Certains résidents travaillaient-ils ?

Avant, il y avait des résidents qui s’occupaient des malades. Marie-Rose, que j’ai connue, avait beaucoup aidé. Mais, dans les dernières années, il y avait davantage de personnels. Certains donnaient un coup de main au jardin ou en cuisine. Ils allaient au café à Neuville, chez Manu, avec leur petit pécule. Mais ils n’étaient plus si nombreux à pouvoir le faire.

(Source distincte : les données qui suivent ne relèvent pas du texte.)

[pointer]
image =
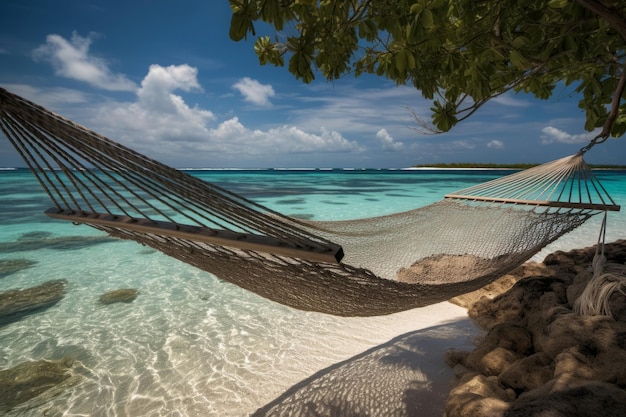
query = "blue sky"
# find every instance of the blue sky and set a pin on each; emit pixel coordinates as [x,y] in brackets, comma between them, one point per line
[165,79]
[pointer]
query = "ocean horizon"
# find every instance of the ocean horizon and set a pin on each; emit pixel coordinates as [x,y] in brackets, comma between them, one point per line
[191,344]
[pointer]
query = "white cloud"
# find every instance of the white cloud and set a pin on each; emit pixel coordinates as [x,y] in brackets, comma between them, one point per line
[552,134]
[388,142]
[159,114]
[234,138]
[71,59]
[163,125]
[255,92]
[495,144]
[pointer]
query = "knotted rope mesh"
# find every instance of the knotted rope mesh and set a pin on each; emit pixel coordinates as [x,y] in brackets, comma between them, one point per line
[391,263]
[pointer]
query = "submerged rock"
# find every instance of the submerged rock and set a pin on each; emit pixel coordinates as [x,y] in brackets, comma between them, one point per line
[43,240]
[10,266]
[15,303]
[29,380]
[122,295]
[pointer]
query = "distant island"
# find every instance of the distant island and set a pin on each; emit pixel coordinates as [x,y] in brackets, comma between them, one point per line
[467,165]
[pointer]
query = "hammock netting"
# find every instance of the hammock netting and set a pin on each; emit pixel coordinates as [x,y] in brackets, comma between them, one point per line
[360,267]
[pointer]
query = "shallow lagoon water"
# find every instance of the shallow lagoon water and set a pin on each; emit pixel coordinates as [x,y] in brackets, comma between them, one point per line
[191,345]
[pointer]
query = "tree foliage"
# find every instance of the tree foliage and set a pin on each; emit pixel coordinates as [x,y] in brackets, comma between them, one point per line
[457,53]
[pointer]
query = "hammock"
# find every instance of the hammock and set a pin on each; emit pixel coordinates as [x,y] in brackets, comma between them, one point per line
[362,267]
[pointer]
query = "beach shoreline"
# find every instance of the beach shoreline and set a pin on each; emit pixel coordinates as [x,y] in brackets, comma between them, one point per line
[446,370]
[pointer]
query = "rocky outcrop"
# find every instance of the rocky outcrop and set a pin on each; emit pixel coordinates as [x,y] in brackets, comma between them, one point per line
[539,357]
[10,266]
[16,303]
[122,295]
[32,380]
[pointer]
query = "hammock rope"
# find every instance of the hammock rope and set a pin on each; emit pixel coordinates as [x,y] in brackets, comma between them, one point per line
[360,267]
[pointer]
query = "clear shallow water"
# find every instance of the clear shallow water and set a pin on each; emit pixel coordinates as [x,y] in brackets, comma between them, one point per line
[191,345]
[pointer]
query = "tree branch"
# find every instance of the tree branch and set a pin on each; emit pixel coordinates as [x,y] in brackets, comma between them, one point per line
[608,12]
[617,98]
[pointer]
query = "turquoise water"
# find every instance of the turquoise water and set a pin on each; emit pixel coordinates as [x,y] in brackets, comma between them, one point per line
[191,345]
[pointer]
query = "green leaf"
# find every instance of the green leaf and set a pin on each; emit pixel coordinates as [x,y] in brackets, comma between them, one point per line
[557,4]
[239,24]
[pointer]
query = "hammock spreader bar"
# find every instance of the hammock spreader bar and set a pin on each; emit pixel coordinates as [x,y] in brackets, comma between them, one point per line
[392,263]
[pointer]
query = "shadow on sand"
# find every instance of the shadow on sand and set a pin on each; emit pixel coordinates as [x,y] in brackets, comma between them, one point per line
[405,377]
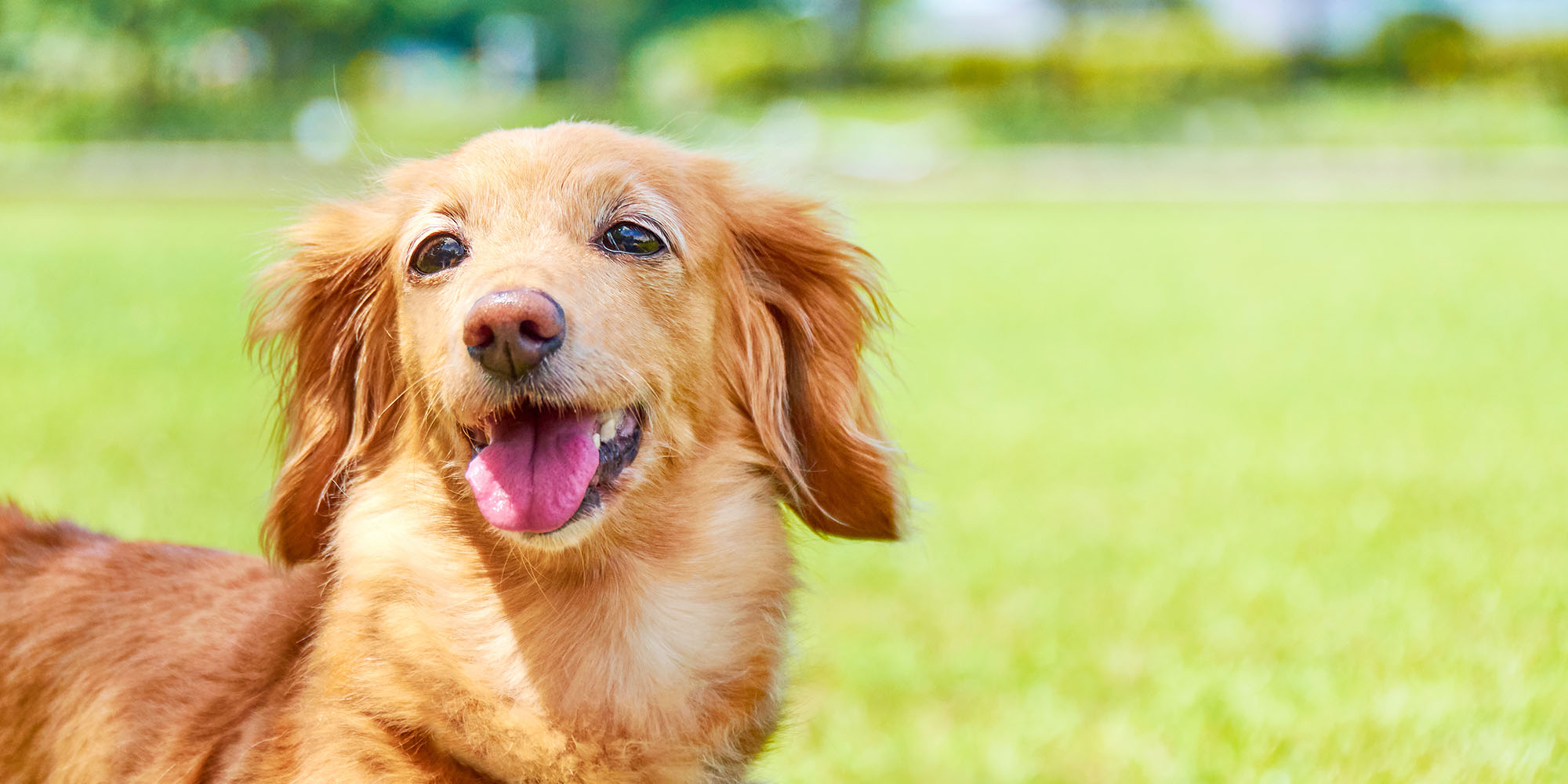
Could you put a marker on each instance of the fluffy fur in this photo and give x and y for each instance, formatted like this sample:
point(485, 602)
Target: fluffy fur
point(397, 637)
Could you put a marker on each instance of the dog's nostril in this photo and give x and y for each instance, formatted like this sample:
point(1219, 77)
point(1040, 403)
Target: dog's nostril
point(479, 336)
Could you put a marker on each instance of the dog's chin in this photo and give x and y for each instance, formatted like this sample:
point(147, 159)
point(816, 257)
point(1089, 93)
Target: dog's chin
point(546, 474)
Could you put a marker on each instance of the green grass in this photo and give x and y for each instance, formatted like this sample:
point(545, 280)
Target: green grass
point(1207, 493)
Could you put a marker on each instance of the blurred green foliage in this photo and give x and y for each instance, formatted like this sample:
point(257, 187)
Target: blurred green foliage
point(1119, 70)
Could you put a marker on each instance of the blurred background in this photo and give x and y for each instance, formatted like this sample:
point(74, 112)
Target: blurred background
point(1230, 360)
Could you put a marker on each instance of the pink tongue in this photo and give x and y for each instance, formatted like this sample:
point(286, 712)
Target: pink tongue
point(535, 471)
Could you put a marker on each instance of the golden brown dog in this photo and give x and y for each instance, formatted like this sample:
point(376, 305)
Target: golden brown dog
point(542, 404)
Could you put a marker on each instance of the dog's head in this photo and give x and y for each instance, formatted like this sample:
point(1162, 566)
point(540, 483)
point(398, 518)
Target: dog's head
point(557, 321)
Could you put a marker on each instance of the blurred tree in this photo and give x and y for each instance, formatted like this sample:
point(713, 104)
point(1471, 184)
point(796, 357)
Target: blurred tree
point(1425, 49)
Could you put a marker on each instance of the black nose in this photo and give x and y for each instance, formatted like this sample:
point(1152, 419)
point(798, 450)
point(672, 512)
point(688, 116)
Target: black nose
point(510, 333)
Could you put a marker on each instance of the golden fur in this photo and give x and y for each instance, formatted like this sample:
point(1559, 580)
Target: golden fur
point(399, 637)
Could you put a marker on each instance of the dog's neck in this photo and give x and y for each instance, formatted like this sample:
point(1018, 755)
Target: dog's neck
point(652, 658)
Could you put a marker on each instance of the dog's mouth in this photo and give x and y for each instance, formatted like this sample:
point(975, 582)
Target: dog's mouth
point(540, 468)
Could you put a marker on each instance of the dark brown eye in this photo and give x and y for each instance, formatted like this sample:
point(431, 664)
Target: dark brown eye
point(438, 253)
point(631, 239)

Comment ont-ils vécu la fin de cette période ?

A la fermeture de l’hospice asile en 1996, ils ont été dispersés à Berck, Montreuil et Campagne-les-Hesdin. Certains y avaient vécu plus de quarante ans. Il y avait une crèche où ils étaient arrivés très jeunes. Partir vers l’inconnu et laisser derrière soi une partie de sa vie, ça a été très dur pour eux. Il y a eu des baisses de moral importantes. En même temps, certains sont restés ensemble, à partager leurs souvenirs. D’ailleurs, quand ils reviennent à la Chartreuse, il y a ce besoin de retrouver leur « chez eux ». Ils éprouvent alors une forme d’émerveillement. Quand ils ont été pris en photo par Denis Félix pour l’exposition des anciens de l’hospice asile, ils se sont positionnés dans des lieux bien précis de leur Chartreuse. Ils étaient extrêmement fiers. Même ceux qui n’ont pas vécu à la Chartreuse veulent connaître l’endroit. La quiétude du lieu les impressionne. La plupart des résidents avaient été abandonnés par leur famille, souvent parce qu’ils étaient violents ou avaient des comportements déplacés. Mais on a pu retrouver des familles. L’une d’entre elles est même devenue très présente et attentionnée. J’ai passé trente ans auprès d’une dizaine des résidents. Des liens particuliers se sont tissés au fil du temps. Quand ceux de la Chartreuse meurent, c’est douloureux… c’est le poids des années et l’expérience de vie partagée.